KEY TAKEAWAYS
- The study IMvigor130 trial Phase 3, registered under NCT02807636, aimed to assess PFS in patients with mUC treated with atezo combined with platinum and gemcitabine.
- Patients were randomly assigned to receive atezo with platinum and gemcitabine (Arm A), atezo alone (Arm B), or placebo plus platinum and gemcitabine (Arm C).
- The study demonstrated that atezo with platinum and gemcitabine is a viable treatment option for mUC.
Patients with metastatic urothelial carcinoma (mUC) who received first-line (1L) of atezo with platinum and gemcitabine (Arm A) had a significantly longer progression-free survival (PFS) than those who received a placebo plus platinum and gemcitabine (Arm C) (Galsky Lancet 2020). The preliminary results indicated that Arm A patients fared better than Arm C for overall survival (OS), although the difference was not statistically significant (Galsky Lancet 2020; Galsky AACR 2021). Despite programmed cell death ligand 1 (PD-L1) status, in exploratory analyses, atezo enhanced OS when coupled with cisplatin (cis) versus carboplatin (carbo). The final Arms A and C OS data are presented here. Subjects were randomly given a 1:1:1 ratio to Arms A, Arm B (atezo alone), or Arm C. Patients in Arms A and C were given cisplatin and carboplatin, respectively. Hierarchically assessed PFS according to INV RECIST 1.1, OS(Arm A vs. C), and OS (Arm B vs. C) were co-primary outcomes. In addition, data on adverse events, overall response rate (ORR), duration of response (DOR), disease control rate (DCR; confirmed CR, PR or [SD 6≥ mo]), and exploratory data on OS are also included.

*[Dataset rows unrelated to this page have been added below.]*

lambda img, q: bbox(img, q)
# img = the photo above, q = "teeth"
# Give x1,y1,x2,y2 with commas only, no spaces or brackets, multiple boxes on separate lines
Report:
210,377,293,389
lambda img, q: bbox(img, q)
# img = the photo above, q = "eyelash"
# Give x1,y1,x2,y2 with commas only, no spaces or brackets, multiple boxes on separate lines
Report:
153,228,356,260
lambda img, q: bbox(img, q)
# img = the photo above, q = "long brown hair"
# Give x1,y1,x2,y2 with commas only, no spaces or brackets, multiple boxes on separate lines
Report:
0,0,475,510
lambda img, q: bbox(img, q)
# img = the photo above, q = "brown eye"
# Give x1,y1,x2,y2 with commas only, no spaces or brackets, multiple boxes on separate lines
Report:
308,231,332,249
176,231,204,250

As of the data cutoff date of August 31, 2022 (49 months from the last randomly assigned patient), the HR for the cis subgroup was 0.76 (95% CI 0.57, 1.01; Table), while the OS advantage for ITT pts was not statistically significant. Arm A had a DCR of 65% (290/447) in ITT points, while Arm C’s DCR was 60% (239/397). In Arm A, 81% (370/454) of patients evaluable for safety experienced a Grade 3/4 tx-related adverse event (TRAE), whereas, in Arm C, 80% (312/389) did so. A total of 2% of patients in Arm A and 1% in Arm C experienced Grade 5 TRAEs; 9% in Arm A and 4% in Arm C experienced Grade 3/4 AEs of interest.
The superior OS seen in the ITT population with mUC when treated with atezo + plt/gem compared to placebo + plt/gem did not reach statistical significance in this final analysis. Patients who received cis rather than carbo with atezo + plt/gem fared better on OS, as was found in earlier exploratory data. Researchers saw no new warning signs that could be considered safe.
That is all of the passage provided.